This past weekend I participated in a Health 2.0 developer challenge in Boston. The event was a one day hack-a-thon hosted by Health 2.0 and O’Reilly at a Microsoft building in Cambridge. I was invited to give a brief presentation about using the Kinect for motion tracking and then to help out any groups that wanted to use the Kinect in their project. At the end of the day, the projects were judged by a panel of experts and a group was named the winner.
More about the competition in a minute, but first here were the slides from my presentation:
I concluded the presentation by demonstrating the skeleton tracking application I blogged about recently.
After the presentations, the participants self-assembled into groups. One of the groups was talking about trying to build an early warning system for seizures. They asked me to talk to them about using the Kinect in their project. Unfortunately, the application seemed difficult to impossible with the Kinect. If you pointed a Kinect at a person at their desk all day long, how would you differentiate a seizure from a routine event like them dropping their pen and suddenly bending down to pick it up.
We had a brief discussion about the limitations and capabilities of the Kinect and they pondered the possibilities. After some brainstorming, the group ended up talking to a fellow conference participant who is doctoral candidate in psychiatry and works in a clinic, Dan Karlin. Dan explained to us that there are neuromuscular diseases that lead to involuntary muscle motion. These diseases include Parkinson’s but also many which occur as the side effects from psychiatric drugs.
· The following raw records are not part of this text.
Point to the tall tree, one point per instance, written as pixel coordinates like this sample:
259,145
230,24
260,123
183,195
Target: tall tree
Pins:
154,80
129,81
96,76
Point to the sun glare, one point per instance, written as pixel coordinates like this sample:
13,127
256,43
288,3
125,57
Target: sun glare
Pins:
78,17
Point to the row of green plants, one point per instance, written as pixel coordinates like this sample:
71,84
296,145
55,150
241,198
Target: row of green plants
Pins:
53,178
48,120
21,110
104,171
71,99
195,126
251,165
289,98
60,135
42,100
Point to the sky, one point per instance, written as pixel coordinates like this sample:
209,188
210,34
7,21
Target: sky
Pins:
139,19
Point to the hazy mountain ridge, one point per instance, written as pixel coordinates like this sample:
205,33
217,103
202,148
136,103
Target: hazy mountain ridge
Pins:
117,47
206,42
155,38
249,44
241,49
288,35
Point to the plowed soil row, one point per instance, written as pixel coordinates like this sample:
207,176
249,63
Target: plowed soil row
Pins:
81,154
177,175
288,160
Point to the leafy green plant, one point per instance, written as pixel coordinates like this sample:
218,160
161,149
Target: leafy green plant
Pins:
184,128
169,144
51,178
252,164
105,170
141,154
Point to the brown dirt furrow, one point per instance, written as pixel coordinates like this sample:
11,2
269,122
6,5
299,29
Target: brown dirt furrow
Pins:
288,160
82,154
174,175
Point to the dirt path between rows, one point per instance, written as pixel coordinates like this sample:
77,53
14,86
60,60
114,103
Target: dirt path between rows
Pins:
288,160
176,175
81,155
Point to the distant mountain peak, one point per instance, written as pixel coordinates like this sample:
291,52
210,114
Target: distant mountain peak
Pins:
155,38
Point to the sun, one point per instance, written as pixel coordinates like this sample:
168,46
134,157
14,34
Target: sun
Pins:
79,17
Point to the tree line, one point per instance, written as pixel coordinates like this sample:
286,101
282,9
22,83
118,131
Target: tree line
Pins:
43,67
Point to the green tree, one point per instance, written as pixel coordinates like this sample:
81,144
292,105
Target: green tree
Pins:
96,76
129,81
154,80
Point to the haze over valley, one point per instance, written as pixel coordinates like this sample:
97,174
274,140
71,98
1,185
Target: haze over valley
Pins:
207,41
Dan told us about a standard test for evaluating these kinds of involuntary motion: the Abnormal Involuntary Motion Scale (AIMS). To conduct an AIMS exam, the patient is instructed to sit down with his hands between his knees and stay as still as possible. The doctor then observes the patient’s involuntary motions. The amount and type of motion (particularly whether or not it is symmetrical) can then act as a tracking indicator for the progression of various neuromuscular disorders.
In practice, this test is underperformed. For many patients on psychiatric drugs, their doctors are supposed to perform the test at every meeting , but many doctors do not do so and even for those who do, the normal long delays between patient visits makes the data gathered from these tests of limited utility.
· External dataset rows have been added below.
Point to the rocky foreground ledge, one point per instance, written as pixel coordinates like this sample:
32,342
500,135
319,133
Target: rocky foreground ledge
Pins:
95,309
Doctor Dan (as we’d begun calling him by this point) said that an automated test that the patient could perform at home would be a great improvement to doctors’ abilities to track the progression of these kinds of diseases, potentially leading to better drug choices and the avoidance of advanced permanent debilitating side effects.
On hearing this idea, I thought it would make a perfect application for the Kinect. The AIMS test involves a patient sitting in a known posture. Scoring it only requires tracking the movement of four joints in space (the knees and the hands). The basic idea is extremely simple: add up the amount of total motion those four joints make in all three dimensions and then score that total against a pre-computed expectation or a weighted-average of the patients’ prior scores. To me, having already gotten started with the Kinect skeleton tracking data, it seemed like a perfect amount of work to achieve in a single day: record the movement of the four joints over a fixed amount of time, display the results.
So we set out to build it. I joined the team and we split into two groups. Johnny Hujol and I worked on the Processing sketch, Claus Becker and Greg Kust worked on the presentation, and Doctor Dan consulted with both teams.
A few hours later and we had a working prototype. Our app tracked the joints for ten seconds, displayed a score to the user along with a progress bar, and graded the score red, yellow, or green, based on constant values determined in testing by Doctor Dan.
Here’s a look at the app running with me demonstrating the amount of motion necessary to achieve a yellow score:
Here’s an example of a more dramatic tremor, which pushes the score into red:
And a “normal” or steady example is here: Triangle Tremor Assesment Score Green
The UI is obviously very primitive, but the application was enough to prove the soundness of the idea of using the Kinect to automate this kind of psychiatric test. You can see the code for this app here: tremor_assessment.pde.
Here’s the presentation we gave at the end of the day for the judges. It explains the medical details a lot better than I have in this post
And, lo and behold, we won the competition! Our group will continue to develop the app going forward and will travel to San Diego in March to present at Health 2.0’s Spring conference.
I found this whole experience to be extremely inspiring. I met enthusiastic domain experts who knew about an important problem I’d never heard of that was a great match for a new technology I’d just learned how to use. They knew just how to take what the technology could do and shape it into something that could really make a difference. They have energy and enthusiasm for advancing the project and making it real.
For my part, I was able to use the new skills I’ve acquired at ITP to shape the design goals of the project into something that could be achieved with the resources available. I was able to quickly iterate from a barely-there prototype to something that really addressed the problem at hand with very few detours into unnecessary technical dead ends. I was able to work closely with a group of people with radically different levels of technical expertise but deep experience in their own domains in order to build something together that none of us could have made alone.
I’ll post more details about the project as it progresses and as we prepare for Health 2.0.